The Senate, for once not too myopically immersed in politics, OKs heath care for 9/11 first responders and the START treaty

Even after 9/11, a day we thought was etched — hell, seared — into our hearts and memories forever, civilization switches off the alarm clock. The world turns lazily over and goes back to sleep.

Remember when first responders to the 9/11 terrorist attack were national heroes? Of course you do. It was not that long ago.

Thankfully and finally, the Senate stifled its mass yawn today.

After a filibuster and threats of obstruction by Tom Coburn, the Senate unanimously passed a bill that would provide health care for 9/11 first responders. Kirsten Gillibrand and Chuck Schumer reached a deal with Republicans to support the bill earlier in the afternoon.

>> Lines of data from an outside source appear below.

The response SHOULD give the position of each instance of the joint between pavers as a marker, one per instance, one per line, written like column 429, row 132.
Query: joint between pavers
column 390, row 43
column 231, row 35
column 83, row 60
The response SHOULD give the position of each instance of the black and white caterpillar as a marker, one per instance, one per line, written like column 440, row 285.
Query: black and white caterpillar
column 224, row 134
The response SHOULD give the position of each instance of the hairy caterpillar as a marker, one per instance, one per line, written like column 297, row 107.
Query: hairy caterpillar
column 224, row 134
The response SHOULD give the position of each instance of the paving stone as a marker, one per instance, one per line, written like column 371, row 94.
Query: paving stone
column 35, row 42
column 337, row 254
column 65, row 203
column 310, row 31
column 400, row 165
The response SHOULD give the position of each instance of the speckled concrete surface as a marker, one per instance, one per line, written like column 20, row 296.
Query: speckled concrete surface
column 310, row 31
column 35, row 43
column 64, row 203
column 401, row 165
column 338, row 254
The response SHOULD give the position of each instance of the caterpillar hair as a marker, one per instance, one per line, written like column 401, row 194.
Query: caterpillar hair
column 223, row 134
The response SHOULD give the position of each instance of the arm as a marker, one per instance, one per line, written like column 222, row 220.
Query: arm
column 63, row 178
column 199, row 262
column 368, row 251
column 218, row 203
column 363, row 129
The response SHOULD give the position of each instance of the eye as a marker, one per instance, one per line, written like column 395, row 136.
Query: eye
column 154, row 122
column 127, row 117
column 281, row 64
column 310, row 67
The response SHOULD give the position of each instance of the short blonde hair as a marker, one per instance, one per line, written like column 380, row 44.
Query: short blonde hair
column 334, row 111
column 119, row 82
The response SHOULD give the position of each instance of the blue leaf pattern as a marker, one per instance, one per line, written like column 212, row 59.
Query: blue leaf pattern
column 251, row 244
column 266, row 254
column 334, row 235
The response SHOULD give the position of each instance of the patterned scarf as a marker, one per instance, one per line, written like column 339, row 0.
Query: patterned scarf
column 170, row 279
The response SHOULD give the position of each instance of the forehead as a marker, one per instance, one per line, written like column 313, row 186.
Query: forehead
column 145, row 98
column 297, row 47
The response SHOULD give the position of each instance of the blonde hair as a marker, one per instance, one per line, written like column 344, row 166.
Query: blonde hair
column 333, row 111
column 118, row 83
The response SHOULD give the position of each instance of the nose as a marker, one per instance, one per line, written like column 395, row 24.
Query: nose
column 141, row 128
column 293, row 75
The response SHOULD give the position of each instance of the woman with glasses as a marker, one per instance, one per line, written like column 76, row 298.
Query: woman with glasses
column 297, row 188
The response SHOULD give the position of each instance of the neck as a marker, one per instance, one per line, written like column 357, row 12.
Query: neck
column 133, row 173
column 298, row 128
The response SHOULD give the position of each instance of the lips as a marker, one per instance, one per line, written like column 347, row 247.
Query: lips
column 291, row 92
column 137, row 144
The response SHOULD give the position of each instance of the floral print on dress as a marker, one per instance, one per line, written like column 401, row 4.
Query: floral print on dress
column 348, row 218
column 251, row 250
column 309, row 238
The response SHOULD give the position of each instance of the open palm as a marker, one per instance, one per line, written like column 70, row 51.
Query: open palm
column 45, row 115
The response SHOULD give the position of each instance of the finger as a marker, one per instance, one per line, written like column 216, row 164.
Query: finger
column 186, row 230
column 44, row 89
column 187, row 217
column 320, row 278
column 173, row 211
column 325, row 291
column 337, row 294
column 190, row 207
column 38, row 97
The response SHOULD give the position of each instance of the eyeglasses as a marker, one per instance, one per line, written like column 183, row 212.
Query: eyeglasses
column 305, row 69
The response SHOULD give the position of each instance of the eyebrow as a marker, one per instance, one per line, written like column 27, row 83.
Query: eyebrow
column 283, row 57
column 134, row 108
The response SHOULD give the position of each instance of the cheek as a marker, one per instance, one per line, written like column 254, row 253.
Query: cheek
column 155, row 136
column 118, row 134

Gillibrand and Schumer, the bill’s chief sponsors, lobbied hard for the legislation to be introduced again in the lame-duck session, when they could still ensure House support. But on Tuesday, they hit a snag when Coburn vowed to block the bill, saying he wanted it to be funded through spending cuts.

The Senate, hyperactive this week because its august principals are itching to get out of D.C. and return home to stuff their Christmas stockings with goodies you and I never will get, also today ratified a new arms control treaty with Russia in a major foreign policy win for President Obama.

The vote was 71-26, more than the two-thirds of those present and voting required for approval.
The START treaty would cap nuclear warheads for both countries and resume onsite inspections that expired a year ago.
At least Obama got some legislation through the lame ducks.
But will he be duck soup once the Republican-led new ducks start quacking in January?